Section 90.803, Florida Statutes (1987) states:
The provision of s. 90.802 to the contrary notwithstanding, the following are not inadmissible as evidence, even though the declarant is available as a witness:
(6) Records of Regularly Conducted Business Activity.
(a) A memorandum, report, record, or data compilation, in any form, of acts, events, conditions, opinion, or diagnosis, made at or near the time by, or from information transmitted by, a person with knowledge, if kept in the course of a regularly conducted business activity and if it was the regular practice of that business activity to make such memorandum, report, record, or data compilation, all as shown by the testimony of the custodian or other qualified witness, unless the sources of information or other circumstances show lack of trustworthiness. The term "business" as used in this paragraph includes a business, institution, association, profession, occupation, and calling of every kind, whether or not conducted for profit.

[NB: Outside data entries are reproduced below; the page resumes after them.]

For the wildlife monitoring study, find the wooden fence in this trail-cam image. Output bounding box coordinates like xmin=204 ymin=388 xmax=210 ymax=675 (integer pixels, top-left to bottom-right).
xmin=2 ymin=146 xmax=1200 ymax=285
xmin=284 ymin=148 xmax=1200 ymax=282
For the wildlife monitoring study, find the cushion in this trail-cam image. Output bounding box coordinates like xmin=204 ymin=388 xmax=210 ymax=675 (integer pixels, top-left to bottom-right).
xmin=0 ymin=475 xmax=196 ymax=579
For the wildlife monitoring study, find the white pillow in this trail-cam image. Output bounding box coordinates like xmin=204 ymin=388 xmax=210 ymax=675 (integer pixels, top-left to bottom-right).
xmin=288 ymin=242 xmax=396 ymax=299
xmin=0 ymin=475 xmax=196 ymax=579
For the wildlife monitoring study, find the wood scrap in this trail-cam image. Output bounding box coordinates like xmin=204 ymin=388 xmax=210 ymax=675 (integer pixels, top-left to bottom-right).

§ 90.803(6)(a), Fla. Stat. (1987) (emphasis added). This statute clearly required the records custodian or other qualified person employed by the bank to testify regarding the necessary predicate before the bank statement could be admitted into evidence. Without that foundation, the evidence is inadmissible as hearsay. Dietz v. State, 534 So. 2d 808, (Fla. 2d DCA 1988).
Since the state relied upon Garrison's bank statement as the primary, if not the sole, evidence of the theft, we find the admission of the statement to be reversible error. See Quick v. State, 450 So. 2d 880 (Fla. 4th DCA 1984).
Reversed with directions for the trial court to discharge Medlock.
SCHEB, A.C.J., and THREADGILL, J., concur.